Oman’s largest desalination plant, which is coming up in Barka, will boost water security in the Sultanate’s northern region by adding approximately 62 million gallons of potable water per day to the existing water capacity of the country.
Slated for commercial operation in April 2018, the independent water project will increase Oman’s water capacity by 20 per cent, said Ahmed bin Saleh Al Jahdhami, chief executive officer (CEO) of Oman Power and Water Procurement Company (OPWP), at an agreement signing ceremony.
OPWP, the sole procurer of new power generation and water desalination capacity, on Thursday signed OMR115 million ($300 million) agreement to establish the Barka Desalination Company with a consortium led by the ITOCHU Corporation.
“The project is the largest desalinated water capacity ever procured in the Sultanate. As such, it will be a vital addition to the main system and will positively contribute to the security of water supply in the country,” the OPWP CEO said.
“The project is anticipated to create jobs for nationals and opportunities for business owners, including small and medium enterprises (SMEs),” CEO Al Jahdhami added.
The agreements were signed by OPWP CEO Al Jahdhami, and Toshiyuki Kosugi of the ITOCHU Corporation. Mohammed bin Abdullah al Mahrouqi, chairman of the Public Authority for Electricity and Water (PAEW), was also present at the event.

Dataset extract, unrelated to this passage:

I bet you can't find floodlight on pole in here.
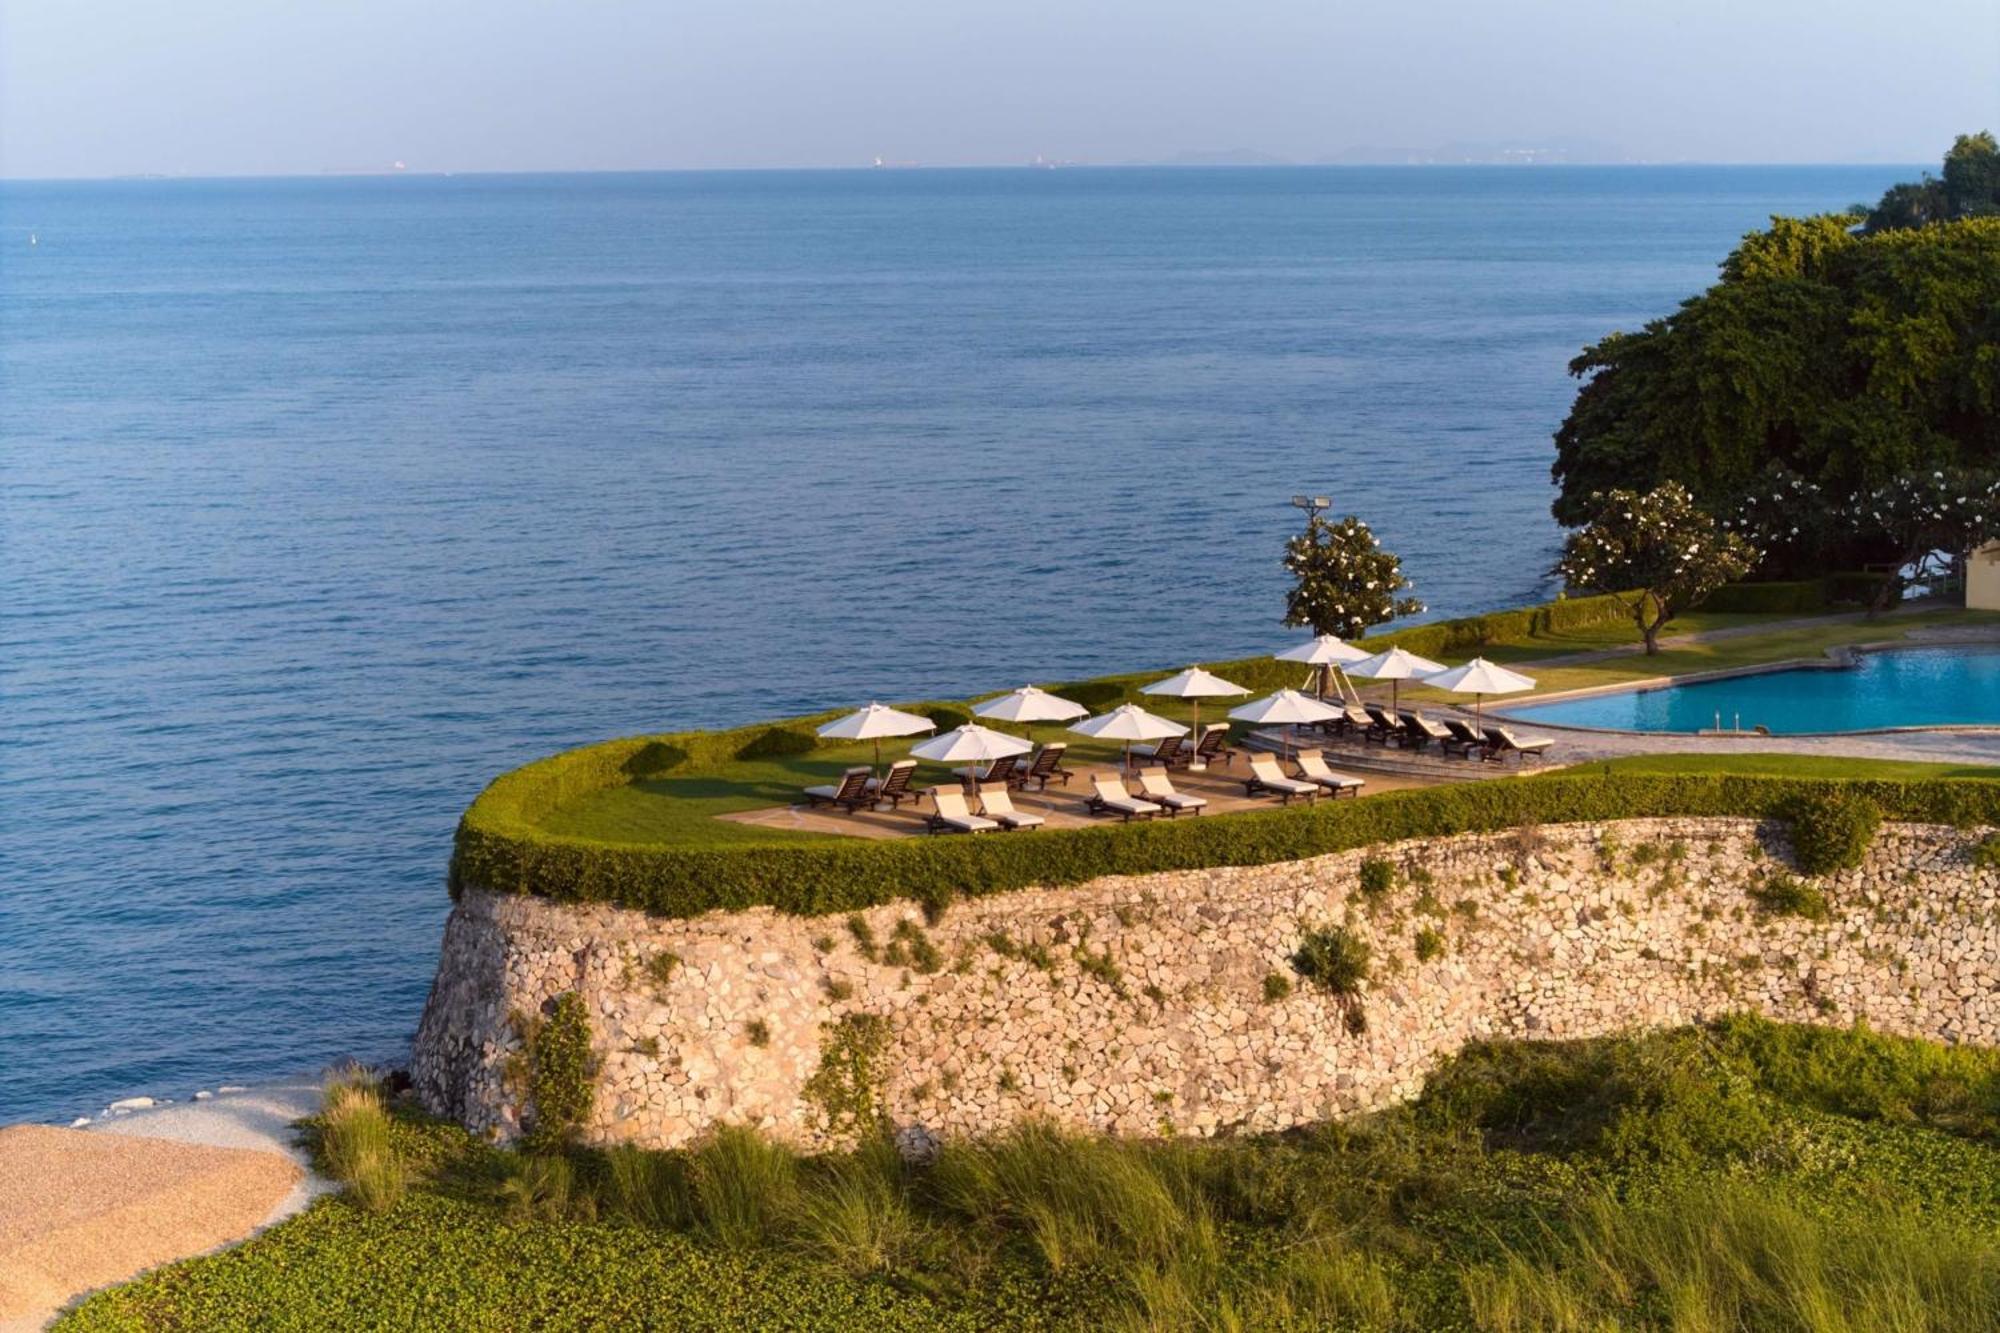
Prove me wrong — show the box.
[1289,494,1332,530]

The desalination project, which will use reserve osmosis as water purification technology, will be implemented by a consortium comprising the ITOCHU Corporation, SUEZ, ENGIE and W.J. Towell & Company on a build-own-operate basis under the terms of water purchase agreements with OPWP, the company said.

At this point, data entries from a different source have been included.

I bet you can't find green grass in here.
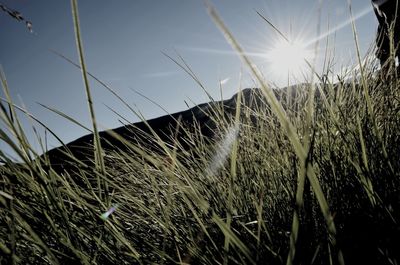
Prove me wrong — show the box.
[1,1,400,264]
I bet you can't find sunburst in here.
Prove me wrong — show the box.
[265,38,314,80]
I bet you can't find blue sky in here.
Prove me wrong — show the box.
[0,0,377,157]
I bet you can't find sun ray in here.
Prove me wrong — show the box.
[304,5,373,47]
[183,3,374,87]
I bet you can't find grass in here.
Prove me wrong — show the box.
[1,1,400,264]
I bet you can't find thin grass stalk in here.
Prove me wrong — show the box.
[286,155,307,265]
[162,51,214,102]
[37,103,92,133]
[213,214,256,264]
[50,50,142,121]
[70,0,108,203]
[347,3,372,116]
[0,97,69,153]
[0,69,34,162]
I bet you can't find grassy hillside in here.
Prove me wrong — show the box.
[1,2,400,265]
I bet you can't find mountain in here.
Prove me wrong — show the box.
[43,87,262,168]
[43,85,315,170]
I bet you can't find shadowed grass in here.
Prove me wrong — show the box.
[0,1,400,265]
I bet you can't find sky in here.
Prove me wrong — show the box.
[0,0,378,158]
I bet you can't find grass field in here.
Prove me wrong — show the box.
[1,1,400,264]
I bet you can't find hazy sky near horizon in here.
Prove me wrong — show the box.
[0,0,378,157]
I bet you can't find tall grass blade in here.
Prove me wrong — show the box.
[70,0,107,202]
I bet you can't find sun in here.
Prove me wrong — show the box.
[266,39,314,80]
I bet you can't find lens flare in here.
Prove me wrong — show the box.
[100,204,118,220]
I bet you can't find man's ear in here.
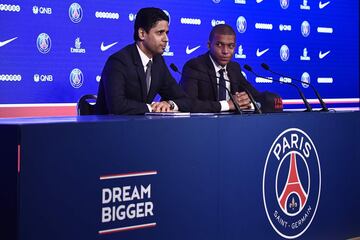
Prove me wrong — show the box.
[138,28,146,40]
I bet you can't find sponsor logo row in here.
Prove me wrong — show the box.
[213,0,331,10]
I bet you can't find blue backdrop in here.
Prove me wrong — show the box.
[0,0,359,109]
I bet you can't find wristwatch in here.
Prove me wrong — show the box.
[168,100,175,110]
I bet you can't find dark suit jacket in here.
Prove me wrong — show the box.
[96,43,190,115]
[179,53,282,113]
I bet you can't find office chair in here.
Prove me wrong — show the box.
[77,94,97,115]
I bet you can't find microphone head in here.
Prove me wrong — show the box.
[243,64,252,72]
[170,63,178,72]
[261,63,270,70]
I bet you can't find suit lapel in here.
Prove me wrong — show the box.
[131,44,147,102]
[205,55,218,100]
[227,64,241,94]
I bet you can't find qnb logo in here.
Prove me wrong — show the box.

Under the independent water project, OPWP will purchase potable water produced by the project under a water purchase agreement with a term of 20 years.

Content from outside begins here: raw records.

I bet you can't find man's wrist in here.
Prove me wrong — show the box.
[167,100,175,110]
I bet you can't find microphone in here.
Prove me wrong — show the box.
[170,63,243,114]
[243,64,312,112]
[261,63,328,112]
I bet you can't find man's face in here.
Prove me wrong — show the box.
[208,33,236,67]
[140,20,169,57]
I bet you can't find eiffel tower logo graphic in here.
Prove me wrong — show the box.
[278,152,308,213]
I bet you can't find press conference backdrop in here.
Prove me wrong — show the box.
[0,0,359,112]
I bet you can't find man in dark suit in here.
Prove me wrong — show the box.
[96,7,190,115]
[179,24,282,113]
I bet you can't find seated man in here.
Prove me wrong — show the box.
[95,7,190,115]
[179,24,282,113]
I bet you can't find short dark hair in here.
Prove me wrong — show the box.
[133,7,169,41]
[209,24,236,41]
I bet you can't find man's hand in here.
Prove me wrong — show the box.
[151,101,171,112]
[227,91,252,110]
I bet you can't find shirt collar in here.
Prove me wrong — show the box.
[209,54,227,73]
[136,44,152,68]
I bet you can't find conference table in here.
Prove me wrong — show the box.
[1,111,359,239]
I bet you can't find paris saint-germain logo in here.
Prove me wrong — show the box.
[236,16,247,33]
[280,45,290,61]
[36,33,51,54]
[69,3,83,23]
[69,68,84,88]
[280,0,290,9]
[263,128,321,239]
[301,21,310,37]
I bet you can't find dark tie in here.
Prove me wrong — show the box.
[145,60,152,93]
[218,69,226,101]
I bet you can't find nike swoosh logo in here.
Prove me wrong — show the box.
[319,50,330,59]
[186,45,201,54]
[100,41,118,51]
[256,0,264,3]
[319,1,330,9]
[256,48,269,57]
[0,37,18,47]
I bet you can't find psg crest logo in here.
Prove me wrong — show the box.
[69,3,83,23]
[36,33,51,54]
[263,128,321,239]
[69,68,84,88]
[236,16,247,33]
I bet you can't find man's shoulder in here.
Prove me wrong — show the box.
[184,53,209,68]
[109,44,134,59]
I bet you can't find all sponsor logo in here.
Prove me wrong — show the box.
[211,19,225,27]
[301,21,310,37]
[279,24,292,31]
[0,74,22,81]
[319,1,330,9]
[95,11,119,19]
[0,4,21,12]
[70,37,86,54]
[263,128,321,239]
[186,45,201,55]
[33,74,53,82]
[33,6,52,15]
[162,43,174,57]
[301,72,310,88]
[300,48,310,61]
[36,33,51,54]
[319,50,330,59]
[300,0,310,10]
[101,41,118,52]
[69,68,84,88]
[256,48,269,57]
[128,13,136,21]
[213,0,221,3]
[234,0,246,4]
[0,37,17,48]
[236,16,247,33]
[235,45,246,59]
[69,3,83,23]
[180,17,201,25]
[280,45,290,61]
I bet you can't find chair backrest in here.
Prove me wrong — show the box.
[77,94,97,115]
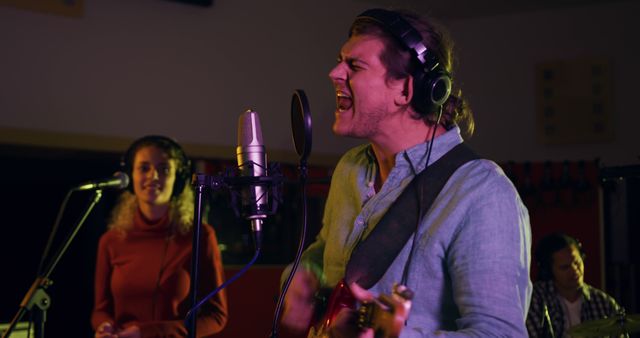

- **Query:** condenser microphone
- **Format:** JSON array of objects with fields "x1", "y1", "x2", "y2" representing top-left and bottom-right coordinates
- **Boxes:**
[
  {"x1": 236, "y1": 110, "x2": 269, "y2": 245},
  {"x1": 75, "y1": 171, "x2": 130, "y2": 191}
]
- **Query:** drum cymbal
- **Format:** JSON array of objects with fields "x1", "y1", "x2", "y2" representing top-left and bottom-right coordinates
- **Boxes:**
[{"x1": 568, "y1": 312, "x2": 640, "y2": 337}]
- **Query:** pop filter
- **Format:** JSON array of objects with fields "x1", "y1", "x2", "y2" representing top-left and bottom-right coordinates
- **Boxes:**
[{"x1": 291, "y1": 89, "x2": 312, "y2": 163}]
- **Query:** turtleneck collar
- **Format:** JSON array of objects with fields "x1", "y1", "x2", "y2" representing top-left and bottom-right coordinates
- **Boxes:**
[{"x1": 133, "y1": 207, "x2": 171, "y2": 233}]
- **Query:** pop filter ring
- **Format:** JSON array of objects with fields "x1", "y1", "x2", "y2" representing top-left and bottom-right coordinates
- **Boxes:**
[{"x1": 291, "y1": 89, "x2": 312, "y2": 164}]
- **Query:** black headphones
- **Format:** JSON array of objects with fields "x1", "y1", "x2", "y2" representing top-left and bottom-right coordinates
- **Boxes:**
[
  {"x1": 535, "y1": 233, "x2": 586, "y2": 281},
  {"x1": 353, "y1": 8, "x2": 452, "y2": 116},
  {"x1": 120, "y1": 135, "x2": 191, "y2": 198}
]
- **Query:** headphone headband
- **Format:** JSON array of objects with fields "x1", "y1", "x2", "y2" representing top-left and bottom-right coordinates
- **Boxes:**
[{"x1": 355, "y1": 9, "x2": 438, "y2": 70}]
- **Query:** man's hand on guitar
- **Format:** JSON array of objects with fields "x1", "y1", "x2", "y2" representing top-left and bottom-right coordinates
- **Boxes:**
[
  {"x1": 281, "y1": 269, "x2": 321, "y2": 333},
  {"x1": 328, "y1": 283, "x2": 375, "y2": 338}
]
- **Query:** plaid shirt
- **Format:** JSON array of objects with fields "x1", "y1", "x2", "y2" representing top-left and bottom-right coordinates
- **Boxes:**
[{"x1": 526, "y1": 280, "x2": 620, "y2": 337}]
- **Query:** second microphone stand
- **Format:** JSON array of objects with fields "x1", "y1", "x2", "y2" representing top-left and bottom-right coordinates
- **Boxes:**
[{"x1": 2, "y1": 189, "x2": 104, "y2": 338}]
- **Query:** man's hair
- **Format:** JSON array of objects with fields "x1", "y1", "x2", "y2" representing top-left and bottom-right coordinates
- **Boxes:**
[
  {"x1": 534, "y1": 232, "x2": 585, "y2": 281},
  {"x1": 350, "y1": 9, "x2": 474, "y2": 137}
]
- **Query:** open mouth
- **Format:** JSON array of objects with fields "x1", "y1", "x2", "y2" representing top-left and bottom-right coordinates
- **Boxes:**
[{"x1": 336, "y1": 91, "x2": 353, "y2": 111}]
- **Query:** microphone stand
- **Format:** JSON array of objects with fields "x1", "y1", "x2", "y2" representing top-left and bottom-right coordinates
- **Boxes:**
[
  {"x1": 187, "y1": 181, "x2": 206, "y2": 338},
  {"x1": 187, "y1": 172, "x2": 276, "y2": 338},
  {"x1": 187, "y1": 174, "x2": 230, "y2": 338},
  {"x1": 2, "y1": 189, "x2": 104, "y2": 338},
  {"x1": 269, "y1": 158, "x2": 309, "y2": 338}
]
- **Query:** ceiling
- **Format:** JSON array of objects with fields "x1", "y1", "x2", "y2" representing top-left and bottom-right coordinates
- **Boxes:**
[{"x1": 359, "y1": 0, "x2": 631, "y2": 20}]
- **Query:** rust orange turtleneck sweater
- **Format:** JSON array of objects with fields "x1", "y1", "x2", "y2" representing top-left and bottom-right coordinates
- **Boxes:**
[{"x1": 91, "y1": 210, "x2": 227, "y2": 337}]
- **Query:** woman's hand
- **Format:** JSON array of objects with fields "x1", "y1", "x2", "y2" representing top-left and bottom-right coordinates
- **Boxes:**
[
  {"x1": 94, "y1": 322, "x2": 140, "y2": 338},
  {"x1": 116, "y1": 325, "x2": 141, "y2": 338},
  {"x1": 94, "y1": 322, "x2": 115, "y2": 338}
]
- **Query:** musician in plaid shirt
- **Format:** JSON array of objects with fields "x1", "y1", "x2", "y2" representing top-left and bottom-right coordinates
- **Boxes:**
[{"x1": 526, "y1": 233, "x2": 620, "y2": 337}]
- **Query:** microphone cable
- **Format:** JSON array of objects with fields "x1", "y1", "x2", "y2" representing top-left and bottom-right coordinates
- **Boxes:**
[
  {"x1": 185, "y1": 244, "x2": 261, "y2": 321},
  {"x1": 269, "y1": 161, "x2": 309, "y2": 338},
  {"x1": 400, "y1": 106, "x2": 443, "y2": 287}
]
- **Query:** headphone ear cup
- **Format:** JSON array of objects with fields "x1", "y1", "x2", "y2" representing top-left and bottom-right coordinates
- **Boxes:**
[
  {"x1": 577, "y1": 241, "x2": 587, "y2": 261},
  {"x1": 172, "y1": 159, "x2": 191, "y2": 198},
  {"x1": 411, "y1": 67, "x2": 451, "y2": 115},
  {"x1": 121, "y1": 146, "x2": 135, "y2": 193},
  {"x1": 428, "y1": 70, "x2": 452, "y2": 108}
]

“The Barka Desalination Company consortium members are proud of their commercial success and the competitiveness of their offer, which gathers international and local expertise to propose the most suitable technical and financial solutions to meet the Oman’s needs for clean potable water,” Kosugi, advisor, ITOCHU Corporation and representative of the Barka Desalination Company Consortium, said.
With water demand in Oman exceeding supply, the new project is expected to ease water shortage. The demand for potable water in Oman’s northern region is projected to grow by 6 per cent in the seven years up to 2020. Previous sevenyear forecasts had pegged the average annual growth in the range of 3 to 5 per cent.
Earlier, OPWP had started the procurement process to develop the desalination project in February 2015, with 12 companies participating in the prequalification process. The project was awarded to the consortium led by the ITOCHU Corporation, which owns a 36 per cent stake, SUEZ and ENGIE own 27 per cent each and the W.J. Towell & Company holds the remaining 10 per cent stake in the project.